Um soco que o desperta para a existência de uma cultura geracional (o livro aborda três gerações) enraizada numa sociedade machista e violenta, de submissão da mulher-objecto que cuida da casa e dos filhos “ (porque choras, mãe?) ”; um soco que põe a nu a indiferença “sou feito de pó (…) que se cola às paredes (…) do corpo, ainda não cresci, pai, falta-me carne dentro da pele suja”, o desamor, a infidelidade, a agressividade “és como a puta da tua mãe, um inútil, desgraçado…”; um soco que sacode as emoções de quem página após página “vive”, de igual modo, as agruras de uma vida rural povoada de fantasmas no pó dos dias da “madeira esfarelada que se crava na pele e nos olhos”; um soco que o acorda para a realidade violenta de uma família destruída.


Carla Pais, tal como em Mea Culpa, leva o leitor a reflectir sobre os sentimentos humanos, a dureza da vida e, neste caso em particular, sobre a família. A ausência de afectos, o sofrimento silencioso que muitas vezes cala a violência doméstica, a traição, a submissão da mulher ao homem são ainda agravos desprezíveis e inaceitáveis da nossa sociedade.

Para terminar, Um cão deitado à fossa, que remete para um verso de Herberto Helder, citado como epígrafe, caracteriza desde logo o protagonista. Urbano rejeitado por um pai numa família desfeita, vai ele próprio destruir a sua família, destratando a mulher e afastando afectivamente os filhos.

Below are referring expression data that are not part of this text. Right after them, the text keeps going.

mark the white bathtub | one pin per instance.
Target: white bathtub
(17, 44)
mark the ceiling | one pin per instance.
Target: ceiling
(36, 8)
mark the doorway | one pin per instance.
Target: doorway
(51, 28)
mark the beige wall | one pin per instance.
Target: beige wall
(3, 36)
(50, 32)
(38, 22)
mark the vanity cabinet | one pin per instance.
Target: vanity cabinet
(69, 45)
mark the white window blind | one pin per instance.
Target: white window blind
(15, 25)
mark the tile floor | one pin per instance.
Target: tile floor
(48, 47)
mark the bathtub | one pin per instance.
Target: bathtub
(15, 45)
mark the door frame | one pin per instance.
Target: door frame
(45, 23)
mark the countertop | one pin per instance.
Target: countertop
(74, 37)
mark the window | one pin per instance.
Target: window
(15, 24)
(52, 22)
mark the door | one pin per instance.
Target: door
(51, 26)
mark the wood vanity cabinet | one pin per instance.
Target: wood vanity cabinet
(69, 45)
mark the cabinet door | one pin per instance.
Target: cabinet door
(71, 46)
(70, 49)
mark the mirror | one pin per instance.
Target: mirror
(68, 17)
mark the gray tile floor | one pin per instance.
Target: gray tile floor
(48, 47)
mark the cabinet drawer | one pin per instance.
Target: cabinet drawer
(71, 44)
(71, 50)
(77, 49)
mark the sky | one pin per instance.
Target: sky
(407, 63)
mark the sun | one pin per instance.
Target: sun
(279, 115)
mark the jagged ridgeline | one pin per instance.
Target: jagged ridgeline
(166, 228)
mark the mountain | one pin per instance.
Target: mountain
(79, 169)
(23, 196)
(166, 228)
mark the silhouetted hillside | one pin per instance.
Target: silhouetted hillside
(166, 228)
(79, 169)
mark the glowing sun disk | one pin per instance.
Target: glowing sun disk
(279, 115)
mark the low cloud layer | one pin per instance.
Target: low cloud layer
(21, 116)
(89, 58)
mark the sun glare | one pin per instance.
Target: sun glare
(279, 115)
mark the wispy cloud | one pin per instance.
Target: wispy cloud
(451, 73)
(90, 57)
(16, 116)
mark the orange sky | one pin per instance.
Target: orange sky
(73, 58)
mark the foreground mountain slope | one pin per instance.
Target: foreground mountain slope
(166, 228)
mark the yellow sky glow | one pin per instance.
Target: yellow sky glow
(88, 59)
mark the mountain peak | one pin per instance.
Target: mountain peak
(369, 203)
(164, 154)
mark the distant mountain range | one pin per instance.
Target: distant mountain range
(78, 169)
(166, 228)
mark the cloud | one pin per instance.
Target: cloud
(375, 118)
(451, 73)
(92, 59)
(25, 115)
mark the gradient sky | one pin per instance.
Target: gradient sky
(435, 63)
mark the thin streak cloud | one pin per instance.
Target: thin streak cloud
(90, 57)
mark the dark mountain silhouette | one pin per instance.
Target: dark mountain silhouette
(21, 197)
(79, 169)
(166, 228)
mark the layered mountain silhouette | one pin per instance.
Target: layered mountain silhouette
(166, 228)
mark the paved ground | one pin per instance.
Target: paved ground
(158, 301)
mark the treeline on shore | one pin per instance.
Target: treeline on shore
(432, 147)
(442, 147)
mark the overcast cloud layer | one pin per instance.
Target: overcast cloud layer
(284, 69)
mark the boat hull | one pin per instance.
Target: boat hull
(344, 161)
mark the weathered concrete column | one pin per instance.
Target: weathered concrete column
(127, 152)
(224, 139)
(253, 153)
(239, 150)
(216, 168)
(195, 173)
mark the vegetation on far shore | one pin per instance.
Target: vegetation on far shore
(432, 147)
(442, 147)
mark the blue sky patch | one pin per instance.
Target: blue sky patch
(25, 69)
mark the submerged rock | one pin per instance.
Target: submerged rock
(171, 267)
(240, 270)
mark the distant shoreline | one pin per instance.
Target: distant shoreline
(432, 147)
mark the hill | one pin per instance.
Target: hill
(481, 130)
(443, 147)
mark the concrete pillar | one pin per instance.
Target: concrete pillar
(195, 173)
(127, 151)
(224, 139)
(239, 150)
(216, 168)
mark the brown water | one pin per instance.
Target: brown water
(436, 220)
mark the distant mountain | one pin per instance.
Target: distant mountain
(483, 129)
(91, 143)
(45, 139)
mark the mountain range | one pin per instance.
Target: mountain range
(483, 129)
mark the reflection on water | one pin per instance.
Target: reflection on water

Por isso Carla Pais oferece-nos um livro que mexe com o leitor, que abala profundamente os seus sentimento e que o força a encarar a realidade de frente. Nem que para isso lhe envie “socos” e mais “socos”.
“ajeita o teu corpo no meu, Urbano”
(…)
“Ajeita os teus olhos nos teus filhos que cresceram,

Se gostam de livros que mexem com as emoções e se ainda não conhecem a obra de Carla Pais procurem-na e leiam os seus livros. Não se vão arrepender.